Monday, May 29, 2017

modal verbs - Help pinpoint the usage of 'could' in these examples





  1. whether a sentence is truth-neutral or truth-committed often depends on factors other than the choice of verbal construction. In I’m surprised that your wife should object, the effect of the main verb is to cancel out the neutrality of the should + Infinitive construction, with the result that we clearly understand from this sentence that the wife does object. There is hence no logical difference, in many cases, between should + Infinitive and the simple Indicative form objects. This is not to say, however, that there is no difference in feeling. In I’m surprised that your wife should object, it is the ‘very idea of it’ that surprises me; in I’m surprised that your wife objects, I am surprised by the objection itself, which I take to be a known ‘fact’.
    The meaning swings in the opposite direction (from truth-commitment to truth-neutrality) through the influence of verbs such as believe and suppose:
    I believe (that) his mother is dead. | I suppose (that) you’re waiting for my autograph
    Because of the essential element of uncertainty in the meanings of these verbs, a that-clause that would elsewhere be truth-committed becomes truth-neutral. The same applies to adjectives such as possible and likely.
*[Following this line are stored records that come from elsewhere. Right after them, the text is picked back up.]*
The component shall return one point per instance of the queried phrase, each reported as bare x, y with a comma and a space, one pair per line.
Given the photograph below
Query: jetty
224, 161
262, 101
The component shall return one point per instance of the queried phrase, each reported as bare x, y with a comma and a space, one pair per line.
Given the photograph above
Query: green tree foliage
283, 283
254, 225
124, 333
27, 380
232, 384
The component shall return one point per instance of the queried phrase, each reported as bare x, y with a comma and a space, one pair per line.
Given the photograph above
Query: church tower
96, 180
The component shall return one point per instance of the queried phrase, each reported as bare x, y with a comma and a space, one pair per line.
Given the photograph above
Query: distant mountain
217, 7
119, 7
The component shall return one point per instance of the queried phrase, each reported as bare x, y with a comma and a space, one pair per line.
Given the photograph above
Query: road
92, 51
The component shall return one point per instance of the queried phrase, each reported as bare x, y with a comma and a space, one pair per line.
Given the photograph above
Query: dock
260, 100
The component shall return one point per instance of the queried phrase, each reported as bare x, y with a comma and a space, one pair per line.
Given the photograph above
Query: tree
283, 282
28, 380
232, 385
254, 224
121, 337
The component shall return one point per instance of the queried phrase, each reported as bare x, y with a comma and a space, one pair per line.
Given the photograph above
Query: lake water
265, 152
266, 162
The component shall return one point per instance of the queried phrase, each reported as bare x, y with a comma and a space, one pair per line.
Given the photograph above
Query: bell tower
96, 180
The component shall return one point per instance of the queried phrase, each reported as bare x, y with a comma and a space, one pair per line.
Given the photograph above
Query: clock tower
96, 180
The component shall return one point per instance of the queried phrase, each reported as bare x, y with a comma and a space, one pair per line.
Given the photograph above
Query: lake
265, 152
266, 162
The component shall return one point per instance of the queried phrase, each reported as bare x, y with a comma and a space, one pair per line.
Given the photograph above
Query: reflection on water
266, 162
    We could go on to note that the primary modals (e.g. can, may, will) also express an element of uncertainty, and so belong to the truth-neutral category. However, they express more specific meanings, such as ‘possibility’ and ‘obligation’, whereas the forms with ‘theoretical’ meaning discussed here – the Infinitive, the Subjunctive and ‘putative’ should – express truth-neutrality in its most generalised form.
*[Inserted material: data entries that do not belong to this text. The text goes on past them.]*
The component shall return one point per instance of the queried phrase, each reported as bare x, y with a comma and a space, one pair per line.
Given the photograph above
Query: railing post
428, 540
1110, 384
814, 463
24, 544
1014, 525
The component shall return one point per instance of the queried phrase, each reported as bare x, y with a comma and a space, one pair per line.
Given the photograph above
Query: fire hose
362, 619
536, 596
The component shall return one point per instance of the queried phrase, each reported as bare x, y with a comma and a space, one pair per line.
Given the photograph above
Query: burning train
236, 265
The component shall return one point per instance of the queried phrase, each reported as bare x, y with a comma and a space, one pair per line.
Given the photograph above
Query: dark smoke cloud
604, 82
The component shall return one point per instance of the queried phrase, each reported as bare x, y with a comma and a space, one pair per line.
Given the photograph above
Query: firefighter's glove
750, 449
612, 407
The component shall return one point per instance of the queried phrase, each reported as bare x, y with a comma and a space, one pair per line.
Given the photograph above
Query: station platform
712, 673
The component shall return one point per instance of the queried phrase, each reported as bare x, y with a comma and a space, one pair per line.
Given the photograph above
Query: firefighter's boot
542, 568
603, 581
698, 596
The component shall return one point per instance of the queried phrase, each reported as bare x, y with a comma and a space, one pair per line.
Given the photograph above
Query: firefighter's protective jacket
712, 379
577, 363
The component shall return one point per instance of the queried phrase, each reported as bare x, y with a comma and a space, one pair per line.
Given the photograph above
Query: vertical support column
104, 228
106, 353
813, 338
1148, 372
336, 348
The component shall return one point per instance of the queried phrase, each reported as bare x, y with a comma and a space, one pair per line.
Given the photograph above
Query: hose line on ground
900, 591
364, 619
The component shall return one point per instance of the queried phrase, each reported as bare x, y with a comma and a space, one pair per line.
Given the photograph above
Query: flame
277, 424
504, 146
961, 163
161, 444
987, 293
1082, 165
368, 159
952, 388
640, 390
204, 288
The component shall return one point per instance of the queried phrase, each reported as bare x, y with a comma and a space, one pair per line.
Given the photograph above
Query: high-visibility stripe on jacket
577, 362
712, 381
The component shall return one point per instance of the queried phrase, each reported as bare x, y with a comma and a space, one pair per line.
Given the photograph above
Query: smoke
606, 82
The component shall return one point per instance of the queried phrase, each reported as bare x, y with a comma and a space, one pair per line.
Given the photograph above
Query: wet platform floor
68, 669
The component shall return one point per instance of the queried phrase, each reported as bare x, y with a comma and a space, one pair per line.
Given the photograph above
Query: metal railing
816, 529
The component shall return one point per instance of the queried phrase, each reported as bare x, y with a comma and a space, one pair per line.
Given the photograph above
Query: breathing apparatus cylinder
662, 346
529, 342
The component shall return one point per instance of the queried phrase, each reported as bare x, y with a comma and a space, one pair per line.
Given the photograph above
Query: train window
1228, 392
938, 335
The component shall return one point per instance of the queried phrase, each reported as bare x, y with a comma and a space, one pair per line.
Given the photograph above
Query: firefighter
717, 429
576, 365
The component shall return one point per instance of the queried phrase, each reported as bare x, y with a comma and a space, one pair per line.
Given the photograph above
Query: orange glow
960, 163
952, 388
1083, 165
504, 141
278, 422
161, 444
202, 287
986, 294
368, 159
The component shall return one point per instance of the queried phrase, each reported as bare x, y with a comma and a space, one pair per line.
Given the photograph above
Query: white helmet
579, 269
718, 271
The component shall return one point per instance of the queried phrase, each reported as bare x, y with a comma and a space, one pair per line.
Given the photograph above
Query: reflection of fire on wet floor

  2. The difference between ‘arrangement’ and ‘intention’ is a very slight one; so be going to + Infinitive could be substituted for the Present Progressive in all these examples.



  3. Be going to implies that the conditions for the future event already exist. However, will could replace be going to in these two examples with little difference of meaning.

  4. Without an adverbial, a time in the near future rather than remoter future is generally intended: one could insert the adverb just or soon in these sentences to make the imminence explicit.


-- Leech, Geoffrey N. 2004. Meaning and the English Verb. Harlow, England: Pearson/Longman.




Do they indicate conditional (hypothetical) possiblities or factual possiblities in these examples?


I have come across them a lot in this book as well as in ELL answers. From my understanding, may or can is used a lot in such context of giving useful information.


I wonder if the preterite form makes these statements more tentative or informal or what.



Answer



Per my comments, it's really just a stylistic choice to use "preterite" (past tense) could rather than present tense can in all 4 examples. It doesn't significantly affect any "tentative/ forceful" nuances.


In the first example, could is a largely redundant stylistic usage. It's a bit dated/formal/academic (I might almost say pompous). The normal meaning (possibility) doesn't really apply here; it's not that the authors could/might go on to note [blah blah] - the very sentence that tells us they could do that really does do it!


The other three usages just express the standard possible, optional, alternative sense. In every case, it's a matter of You could do A, or you could do B (where #1 is We're able to do A, so we're going to do it).




It's an extremely fine point, but one could make the argument that using a modal in #1 (as opposed to "We will note that...", or just "We note that...") implies the authors could potentially run into difficulties with the proposition that "primary modals" are "truth-neutral", in which case one could say there's a hint of "tentativeness" in the advancing of a proposition there. A bit like this paragraph, really.